I watched the classic again last week and marveled at its obvious strengths: tight pacing, the glowing silver palette of the indoor shots and the lapidary dialogue that college kids used to parrot word for word.

According to Aljean Harmetz's book "Round Up the Usual Suspects," the movie came to life in the usual way. Warner Brothers' story department acquired a not-half-bad, unproduced play called "Everybody Comes to Rick's." Then they shoveled talent into the studio meat grinder, assigning men and women from the Warner dream factory who happened to be available.

Two clever writers, Philip and Julius Epstein, attacked the script. Warner had a serviceable director, Michael Curtiz, available for the shoot. Curtiz, who had coined money for the studio with such Errol Flynn vehicles as "Captain Blood" and "The Sea Hawk," could be relied on to bring the movie in on time, and close to its $1 million budget.

Ambitions for the production were quite modest. When the Epstein twins pleaded with producer David O. Selznick to loan them Ingrid Bergman for their movie, they characterized "Casablanca" as a by-the-numbers piece of Hollywood hackery. "It's going to be a lot of junk like 'Algiers,' " Julius Epstein promised. "Algiers" was a nothingburger Hedy Lamarr movie best remembered for its famous trailer cliché, "Come with me to the Casbah."
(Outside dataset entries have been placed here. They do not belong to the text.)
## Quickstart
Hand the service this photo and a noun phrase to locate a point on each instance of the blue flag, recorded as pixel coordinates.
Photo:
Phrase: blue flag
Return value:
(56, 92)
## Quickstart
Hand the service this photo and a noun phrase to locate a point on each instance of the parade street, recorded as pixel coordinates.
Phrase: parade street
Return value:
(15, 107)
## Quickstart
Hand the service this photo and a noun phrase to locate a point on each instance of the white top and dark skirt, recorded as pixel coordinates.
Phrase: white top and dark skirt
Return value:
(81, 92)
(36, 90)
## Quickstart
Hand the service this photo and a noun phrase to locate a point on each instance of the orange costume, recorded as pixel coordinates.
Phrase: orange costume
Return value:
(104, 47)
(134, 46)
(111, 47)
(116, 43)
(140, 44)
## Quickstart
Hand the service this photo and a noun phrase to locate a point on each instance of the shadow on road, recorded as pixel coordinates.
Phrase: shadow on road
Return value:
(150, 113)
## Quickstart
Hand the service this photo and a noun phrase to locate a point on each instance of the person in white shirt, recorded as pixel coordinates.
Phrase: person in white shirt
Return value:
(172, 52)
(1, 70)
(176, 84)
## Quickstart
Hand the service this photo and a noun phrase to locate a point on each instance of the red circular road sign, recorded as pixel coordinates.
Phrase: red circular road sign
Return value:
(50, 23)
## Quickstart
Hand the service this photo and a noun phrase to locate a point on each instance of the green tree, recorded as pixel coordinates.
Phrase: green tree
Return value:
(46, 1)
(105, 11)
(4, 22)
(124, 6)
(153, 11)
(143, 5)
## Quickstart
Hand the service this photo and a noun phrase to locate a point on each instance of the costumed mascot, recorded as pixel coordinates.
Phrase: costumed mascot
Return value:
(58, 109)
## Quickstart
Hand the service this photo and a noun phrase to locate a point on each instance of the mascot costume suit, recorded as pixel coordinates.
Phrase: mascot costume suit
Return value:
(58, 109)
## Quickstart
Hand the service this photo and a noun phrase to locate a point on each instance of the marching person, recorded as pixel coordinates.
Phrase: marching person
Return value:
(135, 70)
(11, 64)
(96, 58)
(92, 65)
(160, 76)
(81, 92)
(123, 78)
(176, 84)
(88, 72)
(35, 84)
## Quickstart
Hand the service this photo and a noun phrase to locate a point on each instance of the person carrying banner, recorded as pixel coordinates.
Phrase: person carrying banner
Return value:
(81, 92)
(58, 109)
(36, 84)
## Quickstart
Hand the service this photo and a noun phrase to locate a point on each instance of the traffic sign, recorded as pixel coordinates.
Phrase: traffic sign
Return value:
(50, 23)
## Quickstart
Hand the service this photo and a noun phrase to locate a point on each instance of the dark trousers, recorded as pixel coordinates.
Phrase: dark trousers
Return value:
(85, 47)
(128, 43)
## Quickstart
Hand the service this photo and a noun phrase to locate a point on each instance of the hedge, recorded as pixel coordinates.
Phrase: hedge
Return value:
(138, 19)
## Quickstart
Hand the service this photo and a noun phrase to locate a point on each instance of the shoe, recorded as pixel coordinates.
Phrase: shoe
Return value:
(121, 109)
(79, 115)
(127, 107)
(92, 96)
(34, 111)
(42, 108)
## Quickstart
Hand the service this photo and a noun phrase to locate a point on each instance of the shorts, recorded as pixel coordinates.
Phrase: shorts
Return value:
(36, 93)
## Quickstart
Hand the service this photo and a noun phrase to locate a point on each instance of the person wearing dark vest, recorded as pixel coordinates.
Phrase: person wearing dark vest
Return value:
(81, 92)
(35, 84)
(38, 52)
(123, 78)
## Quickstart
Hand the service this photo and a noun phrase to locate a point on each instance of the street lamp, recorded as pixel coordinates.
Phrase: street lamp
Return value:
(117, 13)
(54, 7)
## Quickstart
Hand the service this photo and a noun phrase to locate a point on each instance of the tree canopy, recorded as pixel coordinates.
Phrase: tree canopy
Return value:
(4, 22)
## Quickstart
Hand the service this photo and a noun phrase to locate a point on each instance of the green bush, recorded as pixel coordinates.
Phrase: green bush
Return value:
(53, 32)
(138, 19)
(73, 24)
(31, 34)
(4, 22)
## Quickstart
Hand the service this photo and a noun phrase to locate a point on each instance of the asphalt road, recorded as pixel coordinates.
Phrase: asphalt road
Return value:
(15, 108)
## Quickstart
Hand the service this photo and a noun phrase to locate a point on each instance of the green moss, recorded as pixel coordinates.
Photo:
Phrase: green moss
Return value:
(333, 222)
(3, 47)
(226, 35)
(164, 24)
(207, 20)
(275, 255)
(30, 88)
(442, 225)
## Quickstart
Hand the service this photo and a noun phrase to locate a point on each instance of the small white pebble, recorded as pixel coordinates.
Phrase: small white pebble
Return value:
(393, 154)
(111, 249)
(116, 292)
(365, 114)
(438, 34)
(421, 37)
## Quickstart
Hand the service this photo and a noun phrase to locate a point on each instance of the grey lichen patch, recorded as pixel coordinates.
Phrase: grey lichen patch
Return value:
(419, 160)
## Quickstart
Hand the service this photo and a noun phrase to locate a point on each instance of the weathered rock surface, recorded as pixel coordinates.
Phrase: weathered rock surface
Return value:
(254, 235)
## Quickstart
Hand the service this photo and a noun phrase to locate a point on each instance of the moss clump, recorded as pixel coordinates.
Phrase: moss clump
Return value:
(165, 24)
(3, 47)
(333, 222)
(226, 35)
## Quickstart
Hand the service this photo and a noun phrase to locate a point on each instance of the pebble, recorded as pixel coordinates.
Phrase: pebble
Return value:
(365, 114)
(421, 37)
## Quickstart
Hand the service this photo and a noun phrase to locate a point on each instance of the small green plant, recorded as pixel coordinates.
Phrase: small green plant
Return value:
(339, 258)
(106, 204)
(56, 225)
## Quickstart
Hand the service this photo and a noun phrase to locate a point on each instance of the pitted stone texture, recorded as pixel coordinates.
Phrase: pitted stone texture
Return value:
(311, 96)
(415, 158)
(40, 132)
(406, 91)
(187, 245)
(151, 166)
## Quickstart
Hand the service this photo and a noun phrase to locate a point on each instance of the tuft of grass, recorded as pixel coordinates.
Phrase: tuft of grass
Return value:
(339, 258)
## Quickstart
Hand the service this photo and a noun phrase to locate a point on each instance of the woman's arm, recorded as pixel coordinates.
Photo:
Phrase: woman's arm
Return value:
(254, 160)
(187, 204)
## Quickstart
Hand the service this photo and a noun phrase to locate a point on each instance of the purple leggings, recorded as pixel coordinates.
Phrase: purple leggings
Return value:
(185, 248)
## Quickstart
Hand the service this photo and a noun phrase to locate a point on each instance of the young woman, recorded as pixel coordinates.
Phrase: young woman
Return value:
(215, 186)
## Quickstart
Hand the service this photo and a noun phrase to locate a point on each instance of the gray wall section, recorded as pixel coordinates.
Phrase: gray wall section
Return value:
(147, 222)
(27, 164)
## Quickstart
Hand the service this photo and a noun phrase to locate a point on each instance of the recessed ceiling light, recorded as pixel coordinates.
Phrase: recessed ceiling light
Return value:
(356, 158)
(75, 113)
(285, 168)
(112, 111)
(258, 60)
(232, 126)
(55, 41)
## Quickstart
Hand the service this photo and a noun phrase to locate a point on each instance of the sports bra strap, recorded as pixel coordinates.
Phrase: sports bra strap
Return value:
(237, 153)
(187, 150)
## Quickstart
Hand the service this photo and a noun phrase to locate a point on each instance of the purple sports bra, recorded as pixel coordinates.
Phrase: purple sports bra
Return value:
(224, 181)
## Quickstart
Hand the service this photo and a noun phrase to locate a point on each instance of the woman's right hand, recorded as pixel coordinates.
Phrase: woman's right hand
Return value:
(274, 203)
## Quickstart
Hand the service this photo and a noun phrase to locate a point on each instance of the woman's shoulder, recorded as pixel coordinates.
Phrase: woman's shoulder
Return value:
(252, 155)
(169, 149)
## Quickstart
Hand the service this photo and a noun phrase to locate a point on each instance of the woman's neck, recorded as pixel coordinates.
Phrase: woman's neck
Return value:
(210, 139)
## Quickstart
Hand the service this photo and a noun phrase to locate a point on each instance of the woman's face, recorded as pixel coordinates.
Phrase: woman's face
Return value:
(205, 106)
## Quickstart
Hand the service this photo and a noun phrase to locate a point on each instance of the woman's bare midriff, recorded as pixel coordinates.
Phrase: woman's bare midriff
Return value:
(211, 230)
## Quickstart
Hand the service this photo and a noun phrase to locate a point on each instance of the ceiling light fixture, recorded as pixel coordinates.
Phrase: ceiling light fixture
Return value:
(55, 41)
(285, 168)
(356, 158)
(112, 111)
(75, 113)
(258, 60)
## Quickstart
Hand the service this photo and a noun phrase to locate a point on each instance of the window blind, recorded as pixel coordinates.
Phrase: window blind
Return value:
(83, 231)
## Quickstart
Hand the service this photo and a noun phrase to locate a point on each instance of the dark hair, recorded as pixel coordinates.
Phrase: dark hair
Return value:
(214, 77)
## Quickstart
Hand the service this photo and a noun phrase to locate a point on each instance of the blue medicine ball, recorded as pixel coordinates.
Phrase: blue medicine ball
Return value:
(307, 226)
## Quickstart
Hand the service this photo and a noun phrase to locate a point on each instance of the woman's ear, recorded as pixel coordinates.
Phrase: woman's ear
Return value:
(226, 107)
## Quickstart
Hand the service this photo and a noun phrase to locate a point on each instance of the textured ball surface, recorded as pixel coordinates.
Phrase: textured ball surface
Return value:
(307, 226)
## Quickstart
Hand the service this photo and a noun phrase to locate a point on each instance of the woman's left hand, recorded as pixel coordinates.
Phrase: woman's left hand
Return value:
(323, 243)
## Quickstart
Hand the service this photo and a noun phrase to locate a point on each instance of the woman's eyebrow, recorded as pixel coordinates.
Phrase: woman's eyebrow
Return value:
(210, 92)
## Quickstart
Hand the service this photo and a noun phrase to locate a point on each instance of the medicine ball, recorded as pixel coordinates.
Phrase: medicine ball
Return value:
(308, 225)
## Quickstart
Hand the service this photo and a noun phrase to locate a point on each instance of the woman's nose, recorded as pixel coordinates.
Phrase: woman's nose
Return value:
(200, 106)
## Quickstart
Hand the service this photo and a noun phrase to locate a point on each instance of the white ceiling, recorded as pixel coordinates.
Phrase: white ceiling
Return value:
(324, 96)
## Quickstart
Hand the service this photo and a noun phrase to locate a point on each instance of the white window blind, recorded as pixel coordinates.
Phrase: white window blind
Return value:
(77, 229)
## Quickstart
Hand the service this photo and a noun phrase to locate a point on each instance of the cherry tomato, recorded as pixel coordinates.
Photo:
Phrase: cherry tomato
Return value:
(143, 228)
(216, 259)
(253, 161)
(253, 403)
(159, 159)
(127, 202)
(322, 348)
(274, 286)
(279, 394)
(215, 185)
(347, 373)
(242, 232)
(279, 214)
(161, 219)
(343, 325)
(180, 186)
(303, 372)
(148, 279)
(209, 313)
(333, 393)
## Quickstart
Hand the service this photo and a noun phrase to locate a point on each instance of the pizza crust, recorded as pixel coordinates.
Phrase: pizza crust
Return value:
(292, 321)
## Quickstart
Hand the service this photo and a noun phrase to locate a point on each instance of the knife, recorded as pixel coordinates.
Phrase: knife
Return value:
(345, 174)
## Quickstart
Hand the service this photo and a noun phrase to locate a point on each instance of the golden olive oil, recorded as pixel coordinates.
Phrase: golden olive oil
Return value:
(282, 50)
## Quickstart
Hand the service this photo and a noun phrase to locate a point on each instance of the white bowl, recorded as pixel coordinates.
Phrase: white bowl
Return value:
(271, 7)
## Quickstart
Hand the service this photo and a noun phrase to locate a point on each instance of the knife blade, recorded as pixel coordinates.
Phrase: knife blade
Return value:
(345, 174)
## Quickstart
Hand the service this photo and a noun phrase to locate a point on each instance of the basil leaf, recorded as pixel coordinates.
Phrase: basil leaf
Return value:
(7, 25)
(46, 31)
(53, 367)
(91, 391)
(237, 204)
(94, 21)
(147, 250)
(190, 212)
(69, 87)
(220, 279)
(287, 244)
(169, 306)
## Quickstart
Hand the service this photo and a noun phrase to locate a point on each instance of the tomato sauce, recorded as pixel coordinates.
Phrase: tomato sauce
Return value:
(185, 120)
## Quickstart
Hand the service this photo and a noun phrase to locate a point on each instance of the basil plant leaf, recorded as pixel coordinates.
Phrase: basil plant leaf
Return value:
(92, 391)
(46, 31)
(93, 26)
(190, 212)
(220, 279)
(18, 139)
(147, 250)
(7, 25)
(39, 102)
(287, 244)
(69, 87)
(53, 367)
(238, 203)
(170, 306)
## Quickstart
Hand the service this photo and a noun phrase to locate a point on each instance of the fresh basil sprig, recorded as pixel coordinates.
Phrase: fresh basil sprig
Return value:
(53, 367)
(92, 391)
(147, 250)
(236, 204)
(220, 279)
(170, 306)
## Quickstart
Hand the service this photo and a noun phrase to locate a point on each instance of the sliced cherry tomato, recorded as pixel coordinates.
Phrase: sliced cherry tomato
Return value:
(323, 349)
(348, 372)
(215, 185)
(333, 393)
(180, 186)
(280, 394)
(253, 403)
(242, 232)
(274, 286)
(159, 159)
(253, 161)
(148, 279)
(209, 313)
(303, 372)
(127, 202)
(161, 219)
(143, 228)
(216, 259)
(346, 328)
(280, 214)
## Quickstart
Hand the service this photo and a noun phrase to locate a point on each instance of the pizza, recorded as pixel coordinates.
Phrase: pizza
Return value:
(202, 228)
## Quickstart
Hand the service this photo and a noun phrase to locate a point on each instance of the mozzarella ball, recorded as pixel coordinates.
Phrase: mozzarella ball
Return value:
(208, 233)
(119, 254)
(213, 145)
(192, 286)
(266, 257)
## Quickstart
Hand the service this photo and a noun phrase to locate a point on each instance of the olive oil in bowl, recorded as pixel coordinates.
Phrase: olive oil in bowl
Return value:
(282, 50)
Boston University Prof. Leslie Epstein, whose father, Philip, and Uncle Julius shared the "Casablanca" Oscar for best screenplay, laughs at the notion of focus-grouping or crowdsourcing the movie's key plot points.

"If you polled the audience, they'd all say they want the film to be in color, and they'd want Ingrid Bergman to take her clothes off," he says. "If the audience had its way, Rick would have run off with the girl."

In one of the most famous movie climaxes in history, Rick Blaine (Humphrey Bogart) does not run off with the girl. She departs the foggy Moroccan airport with her husband, the resistance fighter Victor Laszlo.

Epstein's take on crowdsourcing: "The artist is intended to impose his vision upon the audience, not the other way around."

With its astonishing pools of money, Amazon Studios may produce some hits. Will they produce a "Casablanca?" What do you think?